The NYSBA Working Group on Facial Recognition Technology and Access to Legal Representation’s report, released Monday, focuses on MSG’s policy banning lawyers involved in litigation against the company from its venues, including the famous arena. MSG uses facial recognition technology to identify and ban so-called adverse attorneys.

AI Fake Nudes Are Booming. It’s Ruining Real Teens’ Lives.

The Washington Post reported:

Artificial intelligence is fueling an unprecedented boom this year in fake pornographic images and videos. It’s enabled by a rise in cheap and easy-to-use AI tools that can “undress” people in photographs — analyzing what their naked bodies would look like and imposing it into an image — or seamlessly swap a face into a pornographic video.
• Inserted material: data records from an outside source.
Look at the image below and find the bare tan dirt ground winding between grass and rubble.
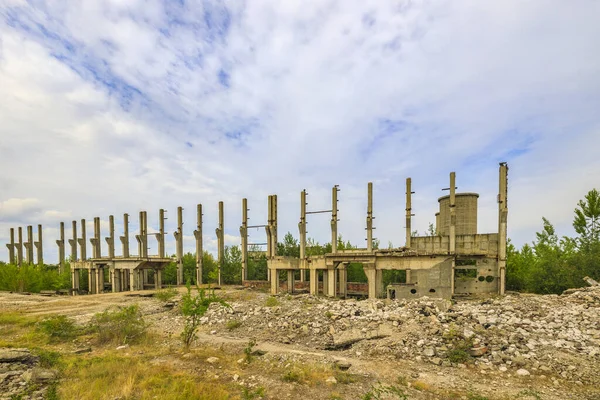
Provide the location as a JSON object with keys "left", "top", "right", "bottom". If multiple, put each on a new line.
{"left": 0, "top": 287, "right": 600, "bottom": 400}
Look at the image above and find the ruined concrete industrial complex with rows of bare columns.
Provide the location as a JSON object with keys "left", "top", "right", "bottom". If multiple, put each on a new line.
{"left": 6, "top": 163, "right": 508, "bottom": 299}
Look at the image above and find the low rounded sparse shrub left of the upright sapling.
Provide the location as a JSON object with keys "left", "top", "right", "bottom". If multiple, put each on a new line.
{"left": 90, "top": 304, "right": 147, "bottom": 345}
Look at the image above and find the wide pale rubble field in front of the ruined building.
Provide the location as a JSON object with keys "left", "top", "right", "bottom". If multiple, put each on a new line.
{"left": 202, "top": 286, "right": 600, "bottom": 383}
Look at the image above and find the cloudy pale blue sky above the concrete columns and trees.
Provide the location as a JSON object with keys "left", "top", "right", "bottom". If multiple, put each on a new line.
{"left": 0, "top": 0, "right": 600, "bottom": 263}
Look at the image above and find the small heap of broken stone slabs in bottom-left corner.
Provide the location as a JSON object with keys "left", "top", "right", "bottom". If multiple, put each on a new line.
{"left": 0, "top": 348, "right": 56, "bottom": 400}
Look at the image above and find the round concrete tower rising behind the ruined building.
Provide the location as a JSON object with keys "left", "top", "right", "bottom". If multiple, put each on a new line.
{"left": 436, "top": 193, "right": 479, "bottom": 236}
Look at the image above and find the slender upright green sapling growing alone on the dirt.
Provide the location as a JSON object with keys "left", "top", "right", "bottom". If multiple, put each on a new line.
{"left": 180, "top": 281, "right": 229, "bottom": 348}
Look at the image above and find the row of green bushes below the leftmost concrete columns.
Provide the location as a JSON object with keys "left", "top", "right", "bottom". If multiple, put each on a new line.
{"left": 0, "top": 264, "right": 71, "bottom": 293}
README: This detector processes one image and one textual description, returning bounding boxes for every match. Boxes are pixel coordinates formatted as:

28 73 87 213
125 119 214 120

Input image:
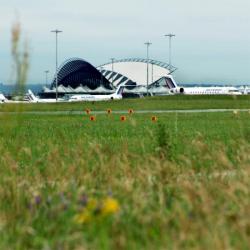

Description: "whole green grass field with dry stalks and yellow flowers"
0 97 250 249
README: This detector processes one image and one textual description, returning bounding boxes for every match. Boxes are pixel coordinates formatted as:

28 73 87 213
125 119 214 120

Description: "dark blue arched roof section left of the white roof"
51 58 112 89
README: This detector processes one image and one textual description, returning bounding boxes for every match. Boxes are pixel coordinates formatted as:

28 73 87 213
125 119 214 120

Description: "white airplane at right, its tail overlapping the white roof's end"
167 75 242 95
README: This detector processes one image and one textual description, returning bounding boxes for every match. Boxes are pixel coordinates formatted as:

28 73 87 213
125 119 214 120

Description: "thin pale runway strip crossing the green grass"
0 109 250 115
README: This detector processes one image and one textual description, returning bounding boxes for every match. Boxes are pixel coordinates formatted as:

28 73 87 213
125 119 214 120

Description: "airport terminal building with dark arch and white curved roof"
41 58 176 97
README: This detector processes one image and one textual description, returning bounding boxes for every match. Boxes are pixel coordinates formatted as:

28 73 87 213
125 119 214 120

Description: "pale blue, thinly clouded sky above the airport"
0 0 250 84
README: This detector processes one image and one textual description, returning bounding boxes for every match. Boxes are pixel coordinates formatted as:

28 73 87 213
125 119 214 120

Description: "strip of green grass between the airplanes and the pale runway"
0 95 250 112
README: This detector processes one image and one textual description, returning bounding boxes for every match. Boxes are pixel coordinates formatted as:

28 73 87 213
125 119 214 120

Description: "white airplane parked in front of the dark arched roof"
69 85 125 102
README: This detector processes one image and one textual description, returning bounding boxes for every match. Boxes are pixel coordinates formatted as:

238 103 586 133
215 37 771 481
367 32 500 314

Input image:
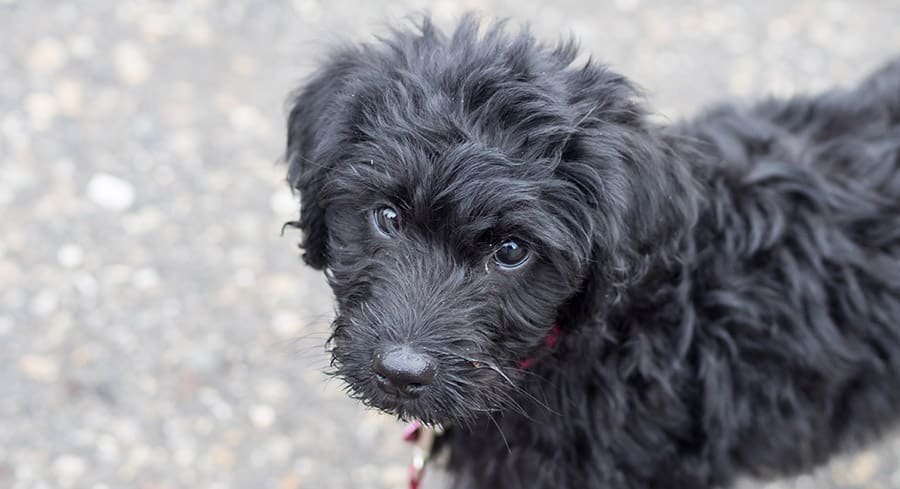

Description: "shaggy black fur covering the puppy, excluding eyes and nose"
287 19 900 489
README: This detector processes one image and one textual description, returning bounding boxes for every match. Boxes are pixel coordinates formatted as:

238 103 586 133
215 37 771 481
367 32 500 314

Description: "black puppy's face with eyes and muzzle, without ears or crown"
316 126 587 421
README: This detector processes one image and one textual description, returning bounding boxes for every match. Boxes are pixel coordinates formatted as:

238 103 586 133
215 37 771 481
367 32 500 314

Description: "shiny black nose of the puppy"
372 346 437 397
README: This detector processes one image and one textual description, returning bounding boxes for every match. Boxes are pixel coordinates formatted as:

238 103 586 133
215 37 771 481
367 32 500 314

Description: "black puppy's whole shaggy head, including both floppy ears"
287 19 691 422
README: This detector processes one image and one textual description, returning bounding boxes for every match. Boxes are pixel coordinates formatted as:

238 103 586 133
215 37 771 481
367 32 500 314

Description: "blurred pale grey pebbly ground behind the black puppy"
0 0 900 489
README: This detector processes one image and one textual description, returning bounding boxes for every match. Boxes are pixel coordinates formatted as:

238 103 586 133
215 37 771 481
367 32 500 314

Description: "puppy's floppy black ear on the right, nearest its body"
560 64 700 315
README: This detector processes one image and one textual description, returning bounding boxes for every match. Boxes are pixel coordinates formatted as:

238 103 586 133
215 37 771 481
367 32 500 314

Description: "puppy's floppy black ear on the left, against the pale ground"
285 53 355 269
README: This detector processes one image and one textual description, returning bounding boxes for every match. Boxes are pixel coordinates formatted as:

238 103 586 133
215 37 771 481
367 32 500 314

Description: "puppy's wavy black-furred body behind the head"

On the top 10 websites that host AI-generated porn photos, fake nudes have ballooned by more than 290 percent since 2018, according to Genevieve Oh, an industry analyst. These sites feature celebrities and political figures such as New York Rep. Alexandria Ocasio-Cortez alongside ordinary teenage girls, whose likenesses have been seized by bad actors to incite shame, extort money or live out private fantasies.

Victims have little recourse. There’s no federal law governing deepfake porn, and only a handful of states have enacted regulations. President Biden’s AI executive order issued Monday recommends but does not require, companies to label AI-generated photos, videos and audio to indicate computer-generated work.

EU’s Breton Tells TikTok CEO to ‘Spare No Effort’ Against Disinformation

Reuters reported:

TikTok must “spare no effort” to counter the spread of disinformation on the short video-sharing app, EU industry chief Thierry Breton told the company’s CEO on Monday, as the European Union steps up its efforts to curb the powers of Big Tech.

Breton last month gave TikTok, owned by China’s ByteDance, an Oct. 25 deadline to provide information on its crisis response measures and also ordered the company to provide details by Nov. 8 on how it protects the integrity of elections and minors online on its platform.

“Because now more than ever, we must spare no effort to protect our citizens — especially children and teenagers — against illegal content and disinformation,” he said.